There's a lot to like about Jennifer Lawrence. She disappears into each role: Ree in Winter's Bone, Tiffany in Silver Linings Playbook, Rosalyn in American Hustle, and the beloved dystopian heroine Katniss Everdeen. She uses her range as an actress to create characters with convincing depth and memorable grit.
When she won an Academy Award and face-planted on her way to the podium, she became human and relatable. Even more so when she immediately joked that her standing ovation was probably happening because people felt bad for her for falling down. She is at once beautiful, accessible, gifted and refreshingly candid. Not to mention that she seriously rocks the lyrics to "The Hanging Tree!"
Now, she's speaking out about gender pay inequality. Blowing up the internet is a more suitable description for the impact of Lawrence's essay in Lena Dunham's online magazine Lenny titled "Why Do I Make Less Than My Male Co-Stars?" Like Taylor Swift who singlehandedly inspired Apple to change its music downloading policy last summer, Jennifer Lawrence understands the powerful social media platform that defines her mega-celebrity stature. (She is currently the highest paid woman in Hollywood.) Lawrence's edgy, expletive-infused column highlights an issue that she readily admits is more relevant to the rest of us who are on a budget:
It's hard for me to speak about my experience as a working woman because I can safely say my problems aren't exactly relatable...I didn't want to keep fighting over millions of dollars that, frankly, due to two franchises, I don't need. (I told you it wasn't relatable, don't hate me.)

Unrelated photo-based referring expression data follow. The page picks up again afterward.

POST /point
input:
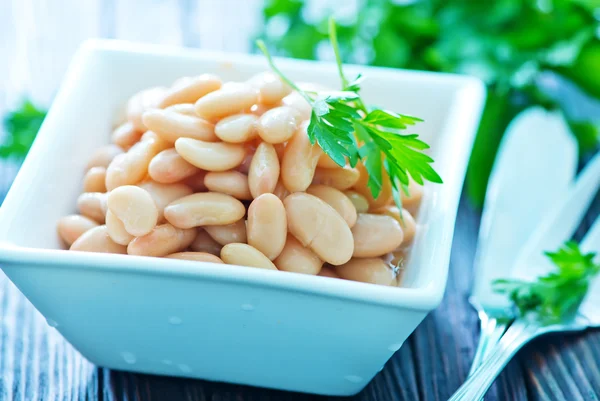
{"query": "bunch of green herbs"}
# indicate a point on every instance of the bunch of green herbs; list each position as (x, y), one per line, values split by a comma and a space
(507, 43)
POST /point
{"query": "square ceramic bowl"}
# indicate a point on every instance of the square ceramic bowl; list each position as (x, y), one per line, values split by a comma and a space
(225, 323)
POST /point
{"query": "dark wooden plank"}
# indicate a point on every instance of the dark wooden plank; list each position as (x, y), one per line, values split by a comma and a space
(36, 363)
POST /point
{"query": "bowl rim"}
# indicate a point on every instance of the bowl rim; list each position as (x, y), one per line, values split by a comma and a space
(418, 298)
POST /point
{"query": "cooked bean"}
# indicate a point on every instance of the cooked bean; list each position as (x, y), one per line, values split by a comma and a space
(244, 167)
(130, 168)
(141, 102)
(337, 200)
(94, 180)
(230, 182)
(298, 103)
(116, 229)
(264, 170)
(196, 182)
(370, 270)
(168, 167)
(298, 259)
(126, 135)
(238, 128)
(163, 194)
(405, 219)
(277, 125)
(327, 162)
(361, 204)
(280, 191)
(204, 209)
(189, 109)
(163, 240)
(103, 156)
(259, 109)
(210, 156)
(279, 149)
(228, 100)
(271, 88)
(318, 226)
(299, 161)
(197, 256)
(328, 271)
(375, 235)
(97, 240)
(92, 205)
(171, 125)
(385, 196)
(413, 201)
(267, 225)
(190, 89)
(245, 255)
(340, 178)
(205, 243)
(135, 207)
(223, 235)
(72, 227)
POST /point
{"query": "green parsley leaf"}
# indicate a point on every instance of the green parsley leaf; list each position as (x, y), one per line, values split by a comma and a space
(558, 294)
(347, 131)
(22, 126)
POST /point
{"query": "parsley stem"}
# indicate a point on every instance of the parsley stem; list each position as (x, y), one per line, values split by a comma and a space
(336, 50)
(263, 48)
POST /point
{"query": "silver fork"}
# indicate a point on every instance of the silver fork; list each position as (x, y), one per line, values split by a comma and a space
(534, 131)
(554, 230)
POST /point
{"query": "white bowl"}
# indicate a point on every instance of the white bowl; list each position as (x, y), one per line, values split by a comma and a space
(225, 323)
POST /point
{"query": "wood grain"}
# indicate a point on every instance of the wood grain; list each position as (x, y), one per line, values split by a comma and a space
(37, 40)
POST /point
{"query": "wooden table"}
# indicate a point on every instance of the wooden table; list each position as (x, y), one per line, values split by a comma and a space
(37, 39)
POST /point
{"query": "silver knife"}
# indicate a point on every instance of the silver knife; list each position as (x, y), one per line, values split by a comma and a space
(536, 162)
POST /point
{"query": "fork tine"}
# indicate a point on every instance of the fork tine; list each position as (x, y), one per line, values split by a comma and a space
(560, 224)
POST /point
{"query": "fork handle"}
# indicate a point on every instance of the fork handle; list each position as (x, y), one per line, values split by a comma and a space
(475, 387)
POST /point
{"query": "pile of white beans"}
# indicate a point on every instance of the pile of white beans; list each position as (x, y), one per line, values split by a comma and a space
(225, 173)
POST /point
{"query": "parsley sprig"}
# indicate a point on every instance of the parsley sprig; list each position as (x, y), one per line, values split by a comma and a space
(558, 294)
(348, 131)
(22, 126)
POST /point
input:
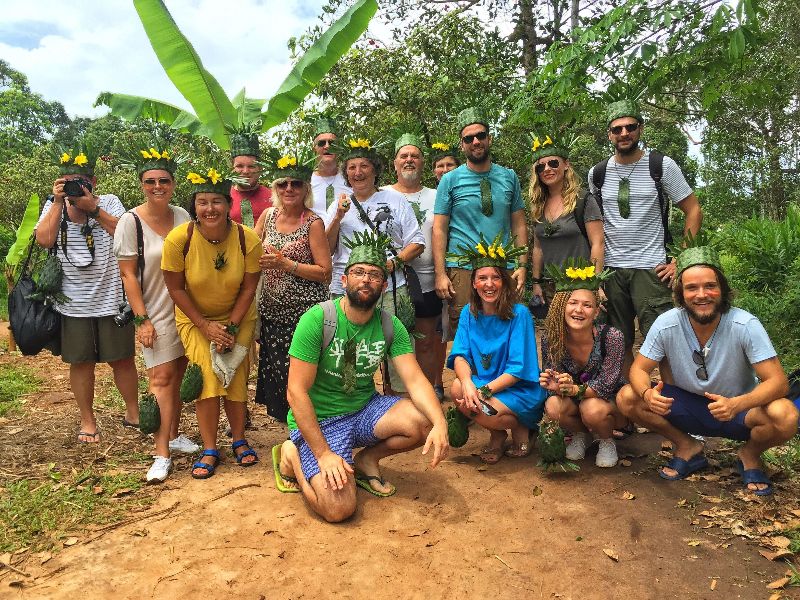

As a social worker and couples therapist, controversy and conflict between genders fill most of my workdays. From this vantage point, what's most interesting about Lawrence's essay is not how her Hollywood experience with Sony relates to the issue of gender pay gap inequality. It's not her celebrity stature. And it's not her cheeky tone and clever rants about society and the male anatomy.
What's most noteworthy is the emotional maturity Lawrence demonstrates through her willingness to assume blame. She owns her failure to negotiate for a number that reflected her mega star power when signing on to play the part of Rosalyn in American Hustle:
I didn't get mad at Sony, I got mad at myself. I failed as a negotiator because I gave up early... But if I'm honest with myself, I would be lying if I didn't say there was an element of wanting to be liked that influenced my decision to close the deal without a real fight. I didn't want to seem "difficult" or "spoiled." At the time, that seemed like a fine idea, until I saw the payroll on the internet and realized every man I was working with definitely didn't worry about being "difficult" or "spoiled."
An unfortunate misconception is that taking blame equals weakness and losing the fight. From a psychological perspective, a willingness to assume some blame represents emotional maturity and sets the stage for the ultimate win. (Think of it as reverse psychology.) By taking responsibility for her own failure to negotiate with Sony, Lawrence organically highlights the problems of the greater system and opens a more effective dialogue to create a genuine change. It would be more expected and commonplace for Lawrence to bash Sony. She has the grounds and the platform to do so. And yet, she makes a much more effective stand on the issue by critiquing herself. She takes the emotional and psychological high ground and focuses on her own shortcomings. Lawrence's willingness to explore and admit why she failed to negotiate invites a more meaningful dialogue on the gender pay gap.
Taking ownership and responsibility in the face of conflict or controversy is unusual and unintuitive. With couples in therapy, both parties are typically eager to elaborate on their partner's faults and shortcomings. The human impulse to "win" an argument is so powerful, even though it almost never yields positive results. Obviously the gender pay gap controversy and relationship spats are very different spheres. But the principles are essentially the same. If one half of the couple says "You don't value me and you never show respect for my contributions to our relationship" it is highly unlikely that their significant other will respond in a loving, respectful way. Even if the complaint has validity. In contrast, the partner who can say "I haven't spoken up enough about how some of the chores I take on for the two of us make me feel like our relationship is unbalanced" sets the stage for a respectful dialogue.
Lawrence says she's through with being Mrs. Nice Guy:
I'm over trying to find the "adorable" way to state my opinion and still be likable!
Ironically, she is even more likable in her unlikeable incarnation. In part because (perhaps without realizing it) she does the most likable but hardest thing to do -- she admits her mistake!